Guest Columnist Vincent DeNigris: The Mom You Lost

Vincent DeNigris photo alone

Vincent DeNigris, who lives in Hancock, New York with Samuel, his partner of 24 years, and his English bulldog Bella, is the father of Vincent, 35. He is a retired New York City police officer who worked the same streets of Williamsburg, Brooklyn where he grew up. He was on duty on September 11, 2001 and lost 23 of his friends that day.  He has raised pigeons as a hobby for 42 years – learning how from the old Italians and Jews in his neighborhood – and is now widely known as a master breeder of English carrier pigeons.

Dear Vincent,

I met your mother, Barbara, on Devoe Street, in Williamsburg, Brooklyn. Her grandparents lived around the corner on Humboldt Street, and her Aunt Nettie and  cousin Elvira lived two houses over from there. Barbara and I became childhood friends.

Your mother was funny and bright, and none too bad on the eyes. She loved music and loved to dance (you’re so much like her in that respect). We always enjoyed being together.

After you were born, everything just started to fall apart. I was holding down three jobs. I was a stationary engineer for the Minkskoff Theater family, a part-time stagehand on 44th Street and Broadway, and superintendent of our apartment building in Kew Gardens. While I was out making a living so that we could buy a house close to Uncle Nick and Aunt Marilyn in Bethpage, your mother started to do hardcore drugs.

The rent we collected for the landlord, your mother would take and spend on heroin.

She always told me she used that money because she was running short, and that I was bringing home too little money for us to survive. She did a good job of covering up.

I would be up for work and out of the house at 6 a.m. every day, and your mother would give you breakfast, take the bus back to Williamsburg, drop you off with your grandmother Carmela, and go do drugs with her friend Irene.

I finally caught on to her and we got divorced. I could no longer live with myself knowing you were living with her while she spiraled out of control. I got full custody of you when you were three years old.

Because I always loved your grandmother Carmela, I would let you go to her apartment to visit your mother there. I would bring you there on a Friday night with the promise you were going to see your mother, you were always so happy and excited about that.

Sometimes your mother would show up to see you.
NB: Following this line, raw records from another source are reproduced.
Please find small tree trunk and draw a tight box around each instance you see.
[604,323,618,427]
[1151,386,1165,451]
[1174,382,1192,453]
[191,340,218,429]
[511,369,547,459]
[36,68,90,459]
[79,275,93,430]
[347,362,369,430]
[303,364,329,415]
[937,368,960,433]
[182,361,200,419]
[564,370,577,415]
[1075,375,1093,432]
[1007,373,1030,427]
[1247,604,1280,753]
But more often she failed to make an appearance.

Carmela would always plead with me to let you stay a little longer so that your mother could see you. At first I did that for the both of you. But your mother had a habit of showing up to see you just when I was about to take you home. Depending on my mood, I would either let you stay a couple of hours more, or I would just take you home because most of the time she showed up, she showed up high. This went on untill you were nine years old.

During all that time, my heart would just tear apart for you. When you were sick and cried for your mother, it was my face that you would see hovering over your bed. When you woke up screaming from a nightmare, it was either me or your grandmother, (my mother Maria) who picked you up and comforted you. Your first day of school, you proudly waited for your mother to show up at our house to see you off. She never came.

Your mother died when you were only nine years old. I waited three days before I could get up the courage to tell you. She died from AIDS-related complications brought on by intravenous drug use. It still kills me to remember how badly you took that news.

I know you have gone through hell, my son, and I wish I could just take away all your pain. I wish I could have been a mother to you. No matter how much a father does, a child wants and needs a good mother.

Neither of us care to acknowledge Mother’s Day. Your Mom is still a very hard topic for us both.

And so, my son, I did the best I could for you with what I had.



2 thoughts on “Guest Columnist Vincent DeNigris: The Mom You Lost

  1. What a heartfelt revelation. It gave me the chills to read it through. To think of how similar stories play out all over the country, of how alcohol, drugs and gambling could destroy families and leave innocent children in such pain. You did a great job with little to work with, Vincent.